Sharjah24 – AFP: It has entered film folklore as one of the great missed opportunities: the doomed 1970s adaptation of "Dune" that was supposed to bring together Salvador Dali, Mick Jagger and Pink Floyd.
The project famously collapsed after four years of work by cult Franco-Chilean director Alejandro Jodorowsky, but now his storyboards are going up for auction in Paris on Monday.
With a new version of "Dune" starring Timothee Chalamet packing cinemas around the world in recent weeks, interest in Jodorowsky's version has been reignited and Christie's is valuing the drawings at 25,000 to 35,000 euros ($28,000 to $40,000).
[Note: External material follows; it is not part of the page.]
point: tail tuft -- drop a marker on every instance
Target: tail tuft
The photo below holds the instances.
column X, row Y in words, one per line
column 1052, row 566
They are collected in one large notebook, and were made by celebrated French graphic novelist Moebius (alias Jean Giraud, who died in 2012) and Swiss illustrator Giger, who went on to design "Alien" in 1979 and died in 2014.
The tumultuous project was due to include surrealist Dali, Rolling Stones frontman Jagger, actor-director Orson Welles and silver screen legend Gloria Swanson in the cast, with Pink Floyd among the bands approached for the soundtrack.
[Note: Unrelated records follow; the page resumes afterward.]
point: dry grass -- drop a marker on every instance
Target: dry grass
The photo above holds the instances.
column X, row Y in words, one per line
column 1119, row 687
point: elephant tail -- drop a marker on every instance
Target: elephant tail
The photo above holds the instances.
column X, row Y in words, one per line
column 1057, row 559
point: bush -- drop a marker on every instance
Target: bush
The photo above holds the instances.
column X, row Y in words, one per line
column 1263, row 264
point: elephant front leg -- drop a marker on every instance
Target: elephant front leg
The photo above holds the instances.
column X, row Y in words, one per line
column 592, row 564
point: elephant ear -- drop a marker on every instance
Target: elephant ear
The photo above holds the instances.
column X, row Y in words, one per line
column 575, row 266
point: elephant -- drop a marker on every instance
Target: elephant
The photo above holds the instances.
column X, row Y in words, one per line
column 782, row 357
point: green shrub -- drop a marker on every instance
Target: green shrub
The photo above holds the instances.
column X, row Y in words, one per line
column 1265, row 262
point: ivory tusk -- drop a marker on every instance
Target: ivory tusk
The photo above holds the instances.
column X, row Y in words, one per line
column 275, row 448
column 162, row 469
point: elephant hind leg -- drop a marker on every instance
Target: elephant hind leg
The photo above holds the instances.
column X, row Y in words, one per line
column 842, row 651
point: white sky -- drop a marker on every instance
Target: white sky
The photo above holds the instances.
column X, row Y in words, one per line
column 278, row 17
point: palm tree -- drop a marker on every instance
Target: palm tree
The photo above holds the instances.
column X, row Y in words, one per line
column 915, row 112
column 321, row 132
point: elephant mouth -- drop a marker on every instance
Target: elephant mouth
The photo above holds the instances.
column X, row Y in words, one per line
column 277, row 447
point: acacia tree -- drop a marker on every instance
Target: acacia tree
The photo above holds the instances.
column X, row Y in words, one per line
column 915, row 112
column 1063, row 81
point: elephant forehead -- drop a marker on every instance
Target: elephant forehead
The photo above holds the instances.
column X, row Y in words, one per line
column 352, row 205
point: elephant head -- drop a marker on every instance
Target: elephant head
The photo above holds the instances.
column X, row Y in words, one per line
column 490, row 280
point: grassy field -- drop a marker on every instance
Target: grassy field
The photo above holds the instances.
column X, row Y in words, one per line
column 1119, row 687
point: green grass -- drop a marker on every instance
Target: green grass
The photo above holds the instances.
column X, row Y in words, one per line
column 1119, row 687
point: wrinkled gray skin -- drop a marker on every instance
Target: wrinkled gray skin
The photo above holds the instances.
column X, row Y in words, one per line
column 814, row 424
It collapsed for lack of funding -- a story retold in the 2013 documentary "Jodorowsky's Dune".
The brainchild of author Frank Herbert, "Dune" was first published in 1965 and became a six-volume space opera of massive influence, not least on "Star Wars".
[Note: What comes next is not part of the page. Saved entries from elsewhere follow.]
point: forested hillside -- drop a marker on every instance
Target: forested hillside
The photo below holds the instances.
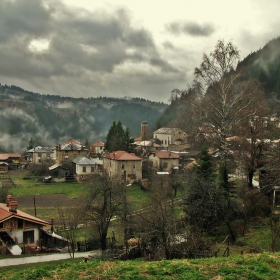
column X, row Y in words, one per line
column 51, row 119
column 263, row 65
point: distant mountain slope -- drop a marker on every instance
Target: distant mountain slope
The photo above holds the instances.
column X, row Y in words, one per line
column 264, row 65
column 51, row 119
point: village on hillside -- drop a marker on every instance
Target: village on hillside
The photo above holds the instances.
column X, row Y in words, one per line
column 170, row 151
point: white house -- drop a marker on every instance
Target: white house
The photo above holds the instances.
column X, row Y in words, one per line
column 39, row 154
column 170, row 136
column 84, row 166
column 121, row 164
column 18, row 228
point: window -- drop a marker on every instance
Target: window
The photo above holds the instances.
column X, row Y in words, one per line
column 28, row 236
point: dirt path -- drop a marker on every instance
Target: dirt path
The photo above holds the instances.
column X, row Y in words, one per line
column 48, row 200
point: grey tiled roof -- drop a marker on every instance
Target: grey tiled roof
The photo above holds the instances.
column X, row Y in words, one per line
column 166, row 130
Following the latter's blockbuster success, Hollywood took renewed interest in "Dune" in the early 1980s.
That led to David Lynch's version, released in 1984 with a cast including British musician Sting and Patrick Stewart of "Star Trek: Next Generation", which had its own troubles and became one of the decade's biggest flops.
Jodorowsky's storyboards have taken on mythical overtones among sci-fi fans -- said to have influenced later genre hits including "Blade Runner".